New Plugin Uses Microsoft’s Computer Vision API to Automatically Fill in Alt Text for Images

When uploading images to WordPress’ media library, there are a couple of different fields available to provide additional information. You can edit an image’s title, add a caption, provide alternative text, and add a description.

The Alt Text field displays text when an image does not display. According to Morten Rand-Hendriksen, these fields are underutilized and largely ignored. There are two primary reasons to add alt text to images.

  1. Search engines use them when they index images.
  2. Improves accessibility, especially to those with sight impairments.

Hendriksen suggests that every image should have alternative text unless it’s only used for decoration. However, adding alt text is yet another task in the publishing process.

Connecting Automatic Alternative Text to Microsoft’s Computer Vision API

Thankfully, there’s a new plugin available that fills in the alt text field automatically. It’s called Automatic Alternative Text and is developed by Jacob Peattie.

Peattie was inspired to create the plugin after responding to a thread in the WordPress support forums where a user asked if something was available that can automatically rename image files.

Once the plugin is installed and activated, you’ll need to visit Microsoft’s Cognitive Service site and register a new account in order to obtain API access keys.

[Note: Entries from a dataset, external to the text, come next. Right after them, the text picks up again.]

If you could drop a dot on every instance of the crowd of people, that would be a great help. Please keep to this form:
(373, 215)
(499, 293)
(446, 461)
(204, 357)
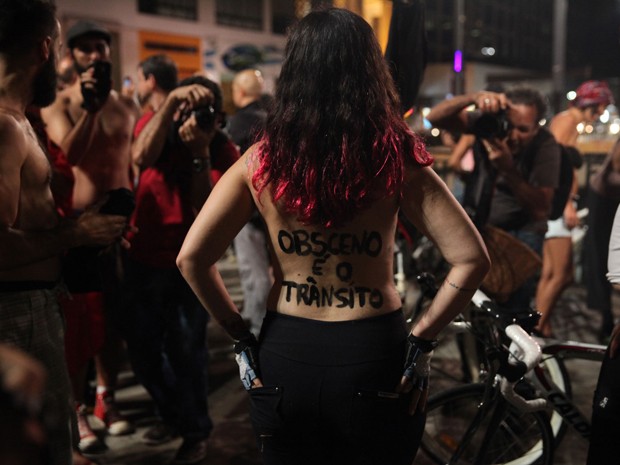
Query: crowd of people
(116, 207)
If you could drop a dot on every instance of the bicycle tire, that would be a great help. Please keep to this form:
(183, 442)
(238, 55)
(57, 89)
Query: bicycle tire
(523, 438)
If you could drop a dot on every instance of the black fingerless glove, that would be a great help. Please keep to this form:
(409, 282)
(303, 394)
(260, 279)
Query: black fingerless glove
(418, 358)
(246, 356)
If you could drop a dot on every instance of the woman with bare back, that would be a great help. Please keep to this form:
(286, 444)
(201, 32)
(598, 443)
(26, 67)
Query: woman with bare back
(336, 376)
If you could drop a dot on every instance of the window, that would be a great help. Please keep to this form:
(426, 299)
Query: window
(184, 9)
(246, 14)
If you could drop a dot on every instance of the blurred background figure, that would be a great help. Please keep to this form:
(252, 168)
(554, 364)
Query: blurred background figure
(251, 242)
(557, 269)
(605, 405)
(92, 124)
(65, 72)
(602, 200)
(180, 151)
(22, 383)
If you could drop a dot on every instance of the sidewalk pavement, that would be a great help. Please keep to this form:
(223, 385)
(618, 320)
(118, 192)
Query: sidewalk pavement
(232, 441)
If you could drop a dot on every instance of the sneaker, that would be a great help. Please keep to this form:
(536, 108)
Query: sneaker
(191, 451)
(89, 442)
(107, 411)
(159, 433)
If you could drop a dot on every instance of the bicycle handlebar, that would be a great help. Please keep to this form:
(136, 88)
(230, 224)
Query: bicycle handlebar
(526, 351)
(524, 355)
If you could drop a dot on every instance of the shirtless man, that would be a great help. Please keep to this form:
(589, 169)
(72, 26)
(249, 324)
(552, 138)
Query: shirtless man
(92, 125)
(557, 270)
(32, 236)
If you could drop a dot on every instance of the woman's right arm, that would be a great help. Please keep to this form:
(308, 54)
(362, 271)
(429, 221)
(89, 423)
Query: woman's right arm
(225, 212)
(428, 203)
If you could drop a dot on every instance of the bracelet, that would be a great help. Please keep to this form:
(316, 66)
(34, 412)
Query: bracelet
(458, 288)
(425, 345)
(199, 164)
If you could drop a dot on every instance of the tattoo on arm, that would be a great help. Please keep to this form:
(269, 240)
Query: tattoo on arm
(458, 288)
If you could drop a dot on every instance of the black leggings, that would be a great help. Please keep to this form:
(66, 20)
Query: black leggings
(329, 393)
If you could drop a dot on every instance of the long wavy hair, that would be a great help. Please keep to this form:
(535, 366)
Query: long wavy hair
(334, 141)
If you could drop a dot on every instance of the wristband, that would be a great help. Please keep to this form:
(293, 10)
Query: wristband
(199, 164)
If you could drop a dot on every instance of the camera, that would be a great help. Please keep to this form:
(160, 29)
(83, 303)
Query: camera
(489, 125)
(205, 117)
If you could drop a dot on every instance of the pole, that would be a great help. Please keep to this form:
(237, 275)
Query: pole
(459, 46)
(558, 71)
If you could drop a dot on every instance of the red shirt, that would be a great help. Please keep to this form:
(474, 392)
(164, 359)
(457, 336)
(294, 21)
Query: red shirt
(164, 211)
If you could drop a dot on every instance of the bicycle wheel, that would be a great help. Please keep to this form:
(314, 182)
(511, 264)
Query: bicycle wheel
(556, 371)
(521, 438)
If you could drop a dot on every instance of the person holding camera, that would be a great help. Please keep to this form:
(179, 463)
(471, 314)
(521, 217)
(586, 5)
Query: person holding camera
(180, 151)
(518, 164)
(33, 236)
(250, 245)
(92, 124)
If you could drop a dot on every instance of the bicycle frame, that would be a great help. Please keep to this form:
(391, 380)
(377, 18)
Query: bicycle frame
(556, 397)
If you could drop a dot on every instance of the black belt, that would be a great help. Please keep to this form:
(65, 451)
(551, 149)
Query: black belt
(21, 286)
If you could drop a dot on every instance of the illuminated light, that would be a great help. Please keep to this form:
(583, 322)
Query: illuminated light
(458, 61)
(604, 117)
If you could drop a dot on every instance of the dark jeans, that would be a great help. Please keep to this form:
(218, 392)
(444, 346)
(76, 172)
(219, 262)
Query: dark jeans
(164, 326)
(596, 249)
(604, 445)
(521, 299)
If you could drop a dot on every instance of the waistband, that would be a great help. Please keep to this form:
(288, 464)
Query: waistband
(22, 286)
(333, 343)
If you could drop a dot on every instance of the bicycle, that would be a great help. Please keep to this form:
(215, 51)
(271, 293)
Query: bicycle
(457, 414)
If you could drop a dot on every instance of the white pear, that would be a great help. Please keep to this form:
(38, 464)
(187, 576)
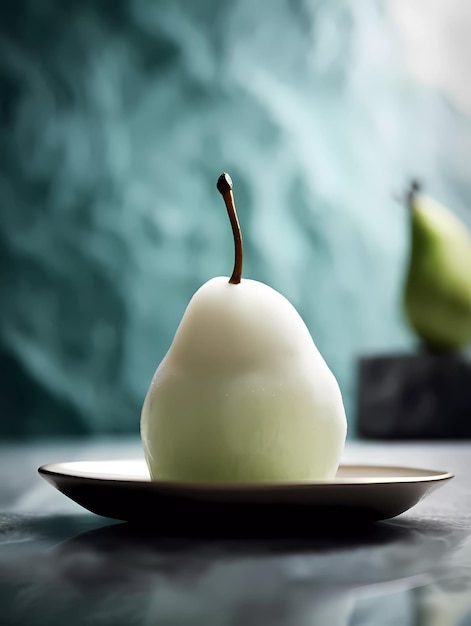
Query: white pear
(243, 394)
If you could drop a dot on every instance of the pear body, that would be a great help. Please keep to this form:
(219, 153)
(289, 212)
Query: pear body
(243, 394)
(438, 286)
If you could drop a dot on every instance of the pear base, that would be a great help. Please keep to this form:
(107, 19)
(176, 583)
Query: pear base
(421, 396)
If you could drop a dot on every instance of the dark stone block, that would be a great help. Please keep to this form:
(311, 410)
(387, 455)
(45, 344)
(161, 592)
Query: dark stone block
(414, 397)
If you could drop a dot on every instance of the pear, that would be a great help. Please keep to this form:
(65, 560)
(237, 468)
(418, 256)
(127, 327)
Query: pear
(437, 295)
(242, 395)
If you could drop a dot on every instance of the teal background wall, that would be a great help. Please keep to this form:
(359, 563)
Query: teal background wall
(116, 119)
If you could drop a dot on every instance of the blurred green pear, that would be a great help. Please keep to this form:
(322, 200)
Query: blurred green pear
(437, 295)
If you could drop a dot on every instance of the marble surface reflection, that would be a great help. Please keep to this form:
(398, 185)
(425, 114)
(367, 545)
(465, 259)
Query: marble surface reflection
(60, 565)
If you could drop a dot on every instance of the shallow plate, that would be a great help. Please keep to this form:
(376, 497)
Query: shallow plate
(123, 490)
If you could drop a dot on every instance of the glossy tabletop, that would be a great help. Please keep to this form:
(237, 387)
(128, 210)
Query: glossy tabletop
(62, 565)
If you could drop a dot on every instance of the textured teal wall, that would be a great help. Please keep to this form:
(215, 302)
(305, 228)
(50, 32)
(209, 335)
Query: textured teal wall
(116, 119)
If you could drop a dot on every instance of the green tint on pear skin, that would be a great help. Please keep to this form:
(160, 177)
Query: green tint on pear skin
(242, 395)
(437, 296)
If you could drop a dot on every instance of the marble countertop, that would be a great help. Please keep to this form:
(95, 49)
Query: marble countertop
(62, 565)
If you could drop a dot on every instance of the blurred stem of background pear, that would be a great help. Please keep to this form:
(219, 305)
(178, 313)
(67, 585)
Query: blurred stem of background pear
(321, 111)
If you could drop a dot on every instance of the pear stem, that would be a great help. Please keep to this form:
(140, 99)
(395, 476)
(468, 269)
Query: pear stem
(224, 186)
(414, 189)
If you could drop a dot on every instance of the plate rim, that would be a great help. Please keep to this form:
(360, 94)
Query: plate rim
(427, 476)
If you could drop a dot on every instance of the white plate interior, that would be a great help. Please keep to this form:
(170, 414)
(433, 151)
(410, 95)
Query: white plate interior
(136, 470)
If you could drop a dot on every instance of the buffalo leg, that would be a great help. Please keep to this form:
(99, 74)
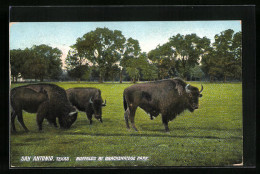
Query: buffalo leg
(165, 123)
(89, 115)
(20, 119)
(126, 115)
(55, 123)
(39, 119)
(13, 115)
(132, 117)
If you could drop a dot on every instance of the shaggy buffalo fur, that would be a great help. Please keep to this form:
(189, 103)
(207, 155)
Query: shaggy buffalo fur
(57, 107)
(168, 97)
(87, 100)
(27, 100)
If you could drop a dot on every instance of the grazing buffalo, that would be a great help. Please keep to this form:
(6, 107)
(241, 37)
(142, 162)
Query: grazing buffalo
(25, 99)
(168, 97)
(87, 100)
(58, 106)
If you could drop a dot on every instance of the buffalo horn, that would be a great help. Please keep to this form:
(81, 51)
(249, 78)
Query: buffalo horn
(104, 104)
(186, 88)
(90, 101)
(72, 113)
(201, 89)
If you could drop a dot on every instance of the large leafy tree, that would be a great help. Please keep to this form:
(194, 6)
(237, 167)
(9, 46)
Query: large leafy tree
(187, 50)
(52, 60)
(162, 57)
(224, 60)
(38, 62)
(17, 60)
(76, 65)
(130, 58)
(102, 47)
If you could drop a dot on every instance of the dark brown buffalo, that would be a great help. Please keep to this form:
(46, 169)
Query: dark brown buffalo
(25, 99)
(58, 106)
(168, 97)
(88, 100)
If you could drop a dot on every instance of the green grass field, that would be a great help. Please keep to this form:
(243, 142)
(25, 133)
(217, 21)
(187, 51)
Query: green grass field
(210, 136)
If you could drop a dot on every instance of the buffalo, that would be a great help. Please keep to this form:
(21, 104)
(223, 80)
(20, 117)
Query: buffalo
(58, 106)
(88, 100)
(25, 99)
(169, 97)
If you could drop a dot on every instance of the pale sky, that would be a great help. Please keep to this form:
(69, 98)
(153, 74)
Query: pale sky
(149, 34)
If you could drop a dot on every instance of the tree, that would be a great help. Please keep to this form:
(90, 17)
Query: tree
(187, 50)
(228, 49)
(162, 57)
(76, 64)
(79, 72)
(52, 60)
(17, 60)
(129, 61)
(196, 72)
(102, 47)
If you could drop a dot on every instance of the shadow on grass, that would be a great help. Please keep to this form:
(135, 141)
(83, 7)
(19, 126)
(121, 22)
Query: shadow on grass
(152, 135)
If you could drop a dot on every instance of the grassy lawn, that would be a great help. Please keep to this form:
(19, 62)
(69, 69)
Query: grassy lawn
(210, 136)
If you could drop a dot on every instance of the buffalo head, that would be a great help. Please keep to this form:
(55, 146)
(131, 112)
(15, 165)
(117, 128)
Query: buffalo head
(97, 104)
(69, 119)
(193, 97)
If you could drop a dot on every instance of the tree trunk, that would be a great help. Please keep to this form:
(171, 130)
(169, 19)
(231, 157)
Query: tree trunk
(100, 79)
(120, 76)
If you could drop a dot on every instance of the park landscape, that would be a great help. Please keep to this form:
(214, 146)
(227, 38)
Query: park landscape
(105, 59)
(210, 136)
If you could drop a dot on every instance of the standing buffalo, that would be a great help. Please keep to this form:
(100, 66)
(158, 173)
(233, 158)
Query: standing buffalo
(58, 106)
(25, 99)
(87, 100)
(168, 97)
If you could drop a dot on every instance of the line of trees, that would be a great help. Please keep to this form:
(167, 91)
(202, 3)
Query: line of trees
(105, 54)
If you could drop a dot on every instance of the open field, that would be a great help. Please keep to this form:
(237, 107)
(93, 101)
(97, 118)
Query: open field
(210, 136)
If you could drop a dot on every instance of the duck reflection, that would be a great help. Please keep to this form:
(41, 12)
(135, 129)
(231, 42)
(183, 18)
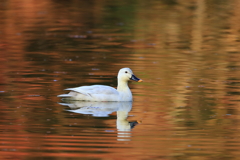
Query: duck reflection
(103, 109)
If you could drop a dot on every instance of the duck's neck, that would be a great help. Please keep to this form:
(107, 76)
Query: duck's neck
(124, 91)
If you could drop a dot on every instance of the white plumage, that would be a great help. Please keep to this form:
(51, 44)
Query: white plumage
(102, 92)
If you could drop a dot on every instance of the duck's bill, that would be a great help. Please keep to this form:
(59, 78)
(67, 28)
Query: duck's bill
(134, 78)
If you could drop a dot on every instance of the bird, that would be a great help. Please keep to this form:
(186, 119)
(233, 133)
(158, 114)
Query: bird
(102, 92)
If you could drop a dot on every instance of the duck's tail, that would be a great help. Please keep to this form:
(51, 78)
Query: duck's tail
(65, 95)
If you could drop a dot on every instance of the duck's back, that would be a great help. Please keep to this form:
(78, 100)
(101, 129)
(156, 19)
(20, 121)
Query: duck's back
(94, 93)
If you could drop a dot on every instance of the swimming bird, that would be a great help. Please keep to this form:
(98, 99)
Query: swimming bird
(103, 92)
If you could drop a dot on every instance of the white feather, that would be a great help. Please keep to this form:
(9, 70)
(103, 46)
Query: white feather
(102, 92)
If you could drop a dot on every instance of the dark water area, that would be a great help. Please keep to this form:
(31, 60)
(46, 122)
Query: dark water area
(187, 53)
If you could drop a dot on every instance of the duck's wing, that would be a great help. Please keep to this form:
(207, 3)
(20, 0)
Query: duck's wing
(95, 89)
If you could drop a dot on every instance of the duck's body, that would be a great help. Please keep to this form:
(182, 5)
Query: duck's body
(104, 93)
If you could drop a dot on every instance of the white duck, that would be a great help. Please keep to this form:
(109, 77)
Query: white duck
(105, 93)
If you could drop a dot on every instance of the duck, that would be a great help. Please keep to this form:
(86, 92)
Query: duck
(104, 93)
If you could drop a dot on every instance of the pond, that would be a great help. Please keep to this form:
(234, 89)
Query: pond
(186, 52)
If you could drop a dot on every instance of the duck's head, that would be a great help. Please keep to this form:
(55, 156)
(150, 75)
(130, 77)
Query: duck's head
(126, 74)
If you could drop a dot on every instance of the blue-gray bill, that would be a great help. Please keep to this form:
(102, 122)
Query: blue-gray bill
(134, 78)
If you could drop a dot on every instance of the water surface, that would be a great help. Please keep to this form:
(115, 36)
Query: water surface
(187, 53)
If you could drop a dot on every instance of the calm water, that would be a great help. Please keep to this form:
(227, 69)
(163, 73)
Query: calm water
(187, 53)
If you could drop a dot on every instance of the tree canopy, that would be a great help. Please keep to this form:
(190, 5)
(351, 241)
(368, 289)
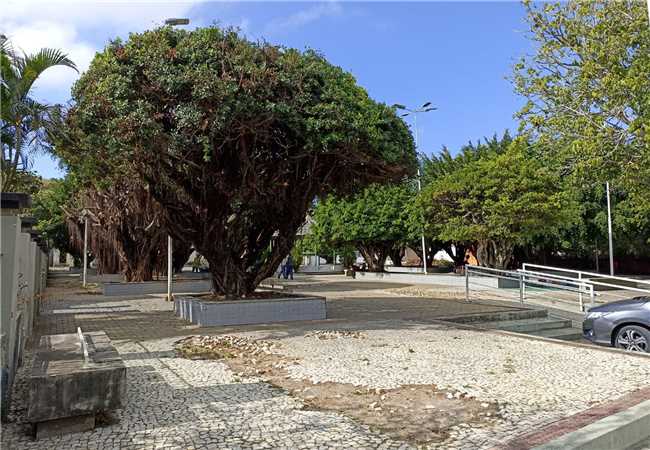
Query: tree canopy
(587, 88)
(499, 201)
(376, 222)
(234, 139)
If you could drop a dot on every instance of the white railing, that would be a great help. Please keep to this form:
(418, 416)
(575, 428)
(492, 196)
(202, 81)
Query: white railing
(552, 285)
(530, 284)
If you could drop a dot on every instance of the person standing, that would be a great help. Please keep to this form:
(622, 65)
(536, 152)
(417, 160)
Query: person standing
(196, 264)
(289, 268)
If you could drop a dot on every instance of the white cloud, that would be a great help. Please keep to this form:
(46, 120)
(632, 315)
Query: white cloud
(30, 38)
(305, 17)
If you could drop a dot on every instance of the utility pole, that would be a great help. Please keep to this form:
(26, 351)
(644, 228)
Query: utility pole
(609, 230)
(170, 270)
(414, 112)
(85, 249)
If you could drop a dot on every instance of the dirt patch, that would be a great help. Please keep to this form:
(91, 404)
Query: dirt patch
(417, 414)
(437, 292)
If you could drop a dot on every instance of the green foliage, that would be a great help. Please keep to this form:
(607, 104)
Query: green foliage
(375, 221)
(588, 106)
(234, 139)
(49, 208)
(444, 163)
(499, 201)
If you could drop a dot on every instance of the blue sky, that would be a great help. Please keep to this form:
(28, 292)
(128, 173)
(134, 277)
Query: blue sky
(455, 54)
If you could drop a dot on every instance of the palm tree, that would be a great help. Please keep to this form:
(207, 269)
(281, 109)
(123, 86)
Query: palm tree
(23, 119)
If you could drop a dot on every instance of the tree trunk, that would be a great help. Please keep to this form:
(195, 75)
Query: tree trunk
(396, 254)
(494, 254)
(375, 255)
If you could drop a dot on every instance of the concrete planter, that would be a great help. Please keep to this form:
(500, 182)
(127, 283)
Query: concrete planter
(247, 312)
(157, 287)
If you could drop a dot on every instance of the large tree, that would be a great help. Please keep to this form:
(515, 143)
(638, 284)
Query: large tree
(499, 201)
(444, 165)
(49, 209)
(376, 222)
(234, 139)
(588, 108)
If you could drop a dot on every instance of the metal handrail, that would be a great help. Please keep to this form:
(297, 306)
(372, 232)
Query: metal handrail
(580, 272)
(534, 279)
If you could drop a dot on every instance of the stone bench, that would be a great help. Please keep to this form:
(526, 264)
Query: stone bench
(74, 377)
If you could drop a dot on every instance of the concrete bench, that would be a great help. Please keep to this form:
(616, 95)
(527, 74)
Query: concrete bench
(74, 377)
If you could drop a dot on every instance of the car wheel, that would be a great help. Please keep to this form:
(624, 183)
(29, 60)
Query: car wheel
(633, 338)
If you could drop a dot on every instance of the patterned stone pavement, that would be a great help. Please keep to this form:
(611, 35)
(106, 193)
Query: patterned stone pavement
(184, 404)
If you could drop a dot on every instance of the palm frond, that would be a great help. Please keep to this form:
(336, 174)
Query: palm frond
(30, 67)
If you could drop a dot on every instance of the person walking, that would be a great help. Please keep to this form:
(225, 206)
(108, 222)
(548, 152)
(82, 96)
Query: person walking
(289, 268)
(196, 264)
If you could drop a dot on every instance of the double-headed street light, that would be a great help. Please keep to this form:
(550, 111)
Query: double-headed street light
(173, 22)
(414, 112)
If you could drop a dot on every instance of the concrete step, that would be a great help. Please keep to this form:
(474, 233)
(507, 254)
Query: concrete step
(528, 325)
(498, 316)
(565, 334)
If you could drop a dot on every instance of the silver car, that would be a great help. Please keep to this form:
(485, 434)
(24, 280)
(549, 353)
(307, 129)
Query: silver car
(624, 324)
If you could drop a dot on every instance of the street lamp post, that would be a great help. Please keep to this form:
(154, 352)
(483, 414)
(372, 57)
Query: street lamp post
(173, 22)
(414, 112)
(609, 231)
(170, 271)
(85, 269)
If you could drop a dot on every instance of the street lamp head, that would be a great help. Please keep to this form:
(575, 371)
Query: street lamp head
(173, 22)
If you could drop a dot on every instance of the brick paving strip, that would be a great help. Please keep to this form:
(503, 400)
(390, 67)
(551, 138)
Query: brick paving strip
(572, 423)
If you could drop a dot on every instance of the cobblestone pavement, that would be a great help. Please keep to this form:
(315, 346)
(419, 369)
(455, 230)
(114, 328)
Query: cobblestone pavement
(179, 403)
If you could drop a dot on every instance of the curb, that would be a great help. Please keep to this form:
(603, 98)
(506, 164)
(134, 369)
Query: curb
(620, 430)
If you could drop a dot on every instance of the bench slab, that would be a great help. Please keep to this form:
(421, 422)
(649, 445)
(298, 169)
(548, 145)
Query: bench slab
(67, 381)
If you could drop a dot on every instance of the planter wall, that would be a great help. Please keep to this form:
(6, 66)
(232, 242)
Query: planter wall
(157, 287)
(248, 312)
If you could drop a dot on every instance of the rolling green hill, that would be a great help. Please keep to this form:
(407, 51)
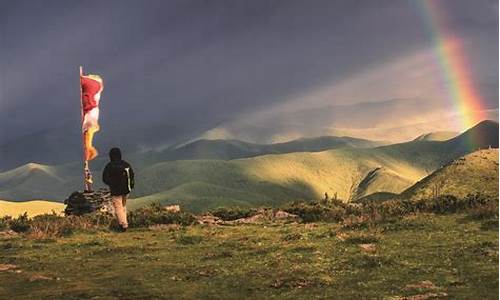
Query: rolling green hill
(474, 173)
(269, 179)
(233, 149)
(437, 136)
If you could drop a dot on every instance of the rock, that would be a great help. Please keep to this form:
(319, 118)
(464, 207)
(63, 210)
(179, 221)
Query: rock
(425, 296)
(6, 267)
(79, 203)
(368, 247)
(172, 208)
(166, 227)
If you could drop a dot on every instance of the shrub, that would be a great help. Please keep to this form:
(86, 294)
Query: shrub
(21, 223)
(230, 214)
(361, 238)
(488, 210)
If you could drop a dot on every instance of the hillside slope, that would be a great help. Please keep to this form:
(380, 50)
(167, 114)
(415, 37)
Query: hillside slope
(474, 173)
(266, 179)
(233, 149)
(32, 208)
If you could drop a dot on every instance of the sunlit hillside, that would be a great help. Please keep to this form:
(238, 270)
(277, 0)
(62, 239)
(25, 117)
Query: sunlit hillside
(32, 208)
(473, 173)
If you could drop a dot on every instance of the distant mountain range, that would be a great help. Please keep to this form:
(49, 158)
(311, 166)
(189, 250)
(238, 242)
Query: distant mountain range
(208, 174)
(409, 118)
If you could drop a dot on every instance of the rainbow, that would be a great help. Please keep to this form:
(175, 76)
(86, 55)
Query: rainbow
(452, 63)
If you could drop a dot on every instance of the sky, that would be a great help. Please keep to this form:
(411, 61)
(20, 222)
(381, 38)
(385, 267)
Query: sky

The API keys allow for up to 5K transactions per month and 20 transactions per minute.

MicrosoftCognitiveSearchAPIKeys
Microsoft Cognitive Search Free Subscription Plan

Once an API key is obtained, you’ll need to enter it at the bottom of the Settings > Media page. This is where you can also configure the amount of confidence needed before the API will automatically add text.

AutomaticAltTextSettingsPageAutomatic Alternative Text uses Microsoft’s Cognitive Services Computer Vision API that’s part of a collection of Cognitive Services offered by Microsoft.

Through machine learning and algorithms, Microsoft’s API is able to identify, emotions, faces, ages, genders, and more from images. You can see how it works by uploading an image to the Computer Vision demo site.

Once connected to the Computer Vision API, each image that’s uploaded to the media library is analyzed and results are displayed within seconds. I tested the plugin using a few different images and while the results are mostly accurate, there is room for improvement.

Alcohol Featured Image
photo credit: Cannery Row Brewing Company (license)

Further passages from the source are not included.